RAMMSTEIN – RAMMSTEIN

Ça y est, il est là, le bijou tant attendu. Rammstein dévoile RAMMSTEIN (ou Zip Album). Et même si on ne parle par allemand (mais genre vraiment pas) on se plonge dedans sans plus attendre. Review.

Rammstein est de retour. Dix ans qu’on attendait du nouveau son. Dix ans durant lesquels ont les a quand même vu tourner et mettre le feu eux scènes du monde entier. Mais là, ils sont bel et bien de retour avec du neuf.

Les deux teasers qu’étaient DEUTSCHLAND et RADIO nous ont plu tout de suite, notamment grâce à leurs clips aux imageries chargées et fascinantes. Avec des sons qui remontrent l’histoire du groupe puis des échos à la limite de la pop, histoire qu’on garde en tête chaque mélodie, ils explosent dès le début.

Quid du reste de l’album alors ? Eh bien les Allemands légendaires font absolument tout ce qu’ils veulent et y mettent du corps et du cœur.

ZEIG DICH est un mélange de rock des années 2000 couplé à un chœur épique le tout recouvert d’un vernis de métal industriel puissant qui a fait la marque de Rammstein. AUSLÄNDER qui suit est plus surprenant avec une production electronica/dance qui nous rappelle que l’Eurovision c’est ce week-end et que, si l’Allemagne avait envoyé Rammstein avec ce titre, on lui aurait donné douze points. Surprenant mais pas dégueu.

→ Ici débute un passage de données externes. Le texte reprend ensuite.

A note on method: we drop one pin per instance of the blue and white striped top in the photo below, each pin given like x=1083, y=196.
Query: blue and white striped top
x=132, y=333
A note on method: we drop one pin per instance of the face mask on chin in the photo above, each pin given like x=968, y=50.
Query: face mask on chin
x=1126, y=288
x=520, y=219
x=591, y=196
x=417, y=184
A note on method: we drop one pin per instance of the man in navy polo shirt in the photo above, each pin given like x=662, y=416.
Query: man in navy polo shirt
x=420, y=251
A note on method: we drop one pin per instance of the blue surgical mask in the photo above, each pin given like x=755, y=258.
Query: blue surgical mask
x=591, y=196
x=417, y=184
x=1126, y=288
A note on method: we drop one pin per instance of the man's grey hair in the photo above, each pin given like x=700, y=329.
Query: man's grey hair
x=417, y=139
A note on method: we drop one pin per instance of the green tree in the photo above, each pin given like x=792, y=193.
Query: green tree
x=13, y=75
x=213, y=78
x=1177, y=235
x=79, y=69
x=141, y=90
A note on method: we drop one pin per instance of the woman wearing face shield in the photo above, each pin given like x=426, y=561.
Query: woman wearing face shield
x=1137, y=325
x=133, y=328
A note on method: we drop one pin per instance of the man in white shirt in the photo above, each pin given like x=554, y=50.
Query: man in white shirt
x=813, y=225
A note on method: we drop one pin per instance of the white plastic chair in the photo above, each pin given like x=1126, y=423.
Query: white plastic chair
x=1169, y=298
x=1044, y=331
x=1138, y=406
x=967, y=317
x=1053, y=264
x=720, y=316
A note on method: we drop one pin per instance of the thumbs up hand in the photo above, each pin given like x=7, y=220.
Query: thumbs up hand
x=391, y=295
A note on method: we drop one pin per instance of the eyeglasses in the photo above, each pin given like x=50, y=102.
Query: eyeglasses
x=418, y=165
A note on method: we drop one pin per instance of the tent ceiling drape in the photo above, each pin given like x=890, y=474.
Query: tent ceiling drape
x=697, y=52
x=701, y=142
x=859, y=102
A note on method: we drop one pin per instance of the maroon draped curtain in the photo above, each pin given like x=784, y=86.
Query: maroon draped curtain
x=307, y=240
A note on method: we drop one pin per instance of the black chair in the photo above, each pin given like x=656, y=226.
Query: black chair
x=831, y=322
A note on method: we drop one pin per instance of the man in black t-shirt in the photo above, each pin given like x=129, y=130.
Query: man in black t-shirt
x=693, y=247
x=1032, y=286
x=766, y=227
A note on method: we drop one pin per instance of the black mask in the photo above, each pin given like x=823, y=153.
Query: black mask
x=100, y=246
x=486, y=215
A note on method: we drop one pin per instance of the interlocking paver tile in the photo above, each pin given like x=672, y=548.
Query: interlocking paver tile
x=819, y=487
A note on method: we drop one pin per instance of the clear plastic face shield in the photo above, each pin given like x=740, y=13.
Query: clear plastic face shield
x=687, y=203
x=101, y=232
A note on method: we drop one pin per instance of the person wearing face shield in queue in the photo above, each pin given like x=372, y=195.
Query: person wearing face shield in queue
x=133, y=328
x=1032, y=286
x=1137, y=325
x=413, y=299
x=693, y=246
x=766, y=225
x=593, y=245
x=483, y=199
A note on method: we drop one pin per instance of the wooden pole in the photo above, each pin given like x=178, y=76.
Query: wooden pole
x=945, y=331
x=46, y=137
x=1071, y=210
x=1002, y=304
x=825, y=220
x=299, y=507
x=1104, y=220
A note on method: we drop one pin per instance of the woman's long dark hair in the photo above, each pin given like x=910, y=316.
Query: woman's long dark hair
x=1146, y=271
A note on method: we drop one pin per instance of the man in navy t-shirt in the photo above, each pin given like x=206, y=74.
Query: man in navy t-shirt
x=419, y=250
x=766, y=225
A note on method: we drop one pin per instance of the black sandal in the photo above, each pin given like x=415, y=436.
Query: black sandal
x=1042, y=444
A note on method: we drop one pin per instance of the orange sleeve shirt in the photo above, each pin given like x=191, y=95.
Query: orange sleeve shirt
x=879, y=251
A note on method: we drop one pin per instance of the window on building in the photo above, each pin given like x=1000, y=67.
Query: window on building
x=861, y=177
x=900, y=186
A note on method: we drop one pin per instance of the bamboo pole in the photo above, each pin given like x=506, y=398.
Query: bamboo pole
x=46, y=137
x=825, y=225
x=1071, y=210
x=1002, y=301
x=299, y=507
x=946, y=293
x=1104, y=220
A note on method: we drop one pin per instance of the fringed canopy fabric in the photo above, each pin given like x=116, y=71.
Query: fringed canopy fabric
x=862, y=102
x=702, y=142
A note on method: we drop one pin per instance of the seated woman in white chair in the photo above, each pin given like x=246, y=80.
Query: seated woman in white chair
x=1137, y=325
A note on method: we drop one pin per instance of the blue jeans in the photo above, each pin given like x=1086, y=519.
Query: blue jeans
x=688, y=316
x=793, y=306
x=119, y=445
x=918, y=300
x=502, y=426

On passe à SEX, avec une pointe d’autotune pour le fun mais surtout de grosses guitares comme on les aime et des chœurs plus éloignés cette fois et du clavier au laser. On imagine très bien ce titre est un déclencheur direct de chant pour le public lors des lives.

PUPPE s’ouvre aussi délicatement que SEX s’est fini violemment. Et pour marquer le milieu de l’album, on entre dans une ambiance plus intimiste. Et puis il se laisse complètement prendre par l’émotion, loin de sa façon de chanter habituelle. Le résultat est puissant, sombre, fascinant et, bien sûr, flippant à souhait. Un mal-être très présent qui fait froid dans le dos.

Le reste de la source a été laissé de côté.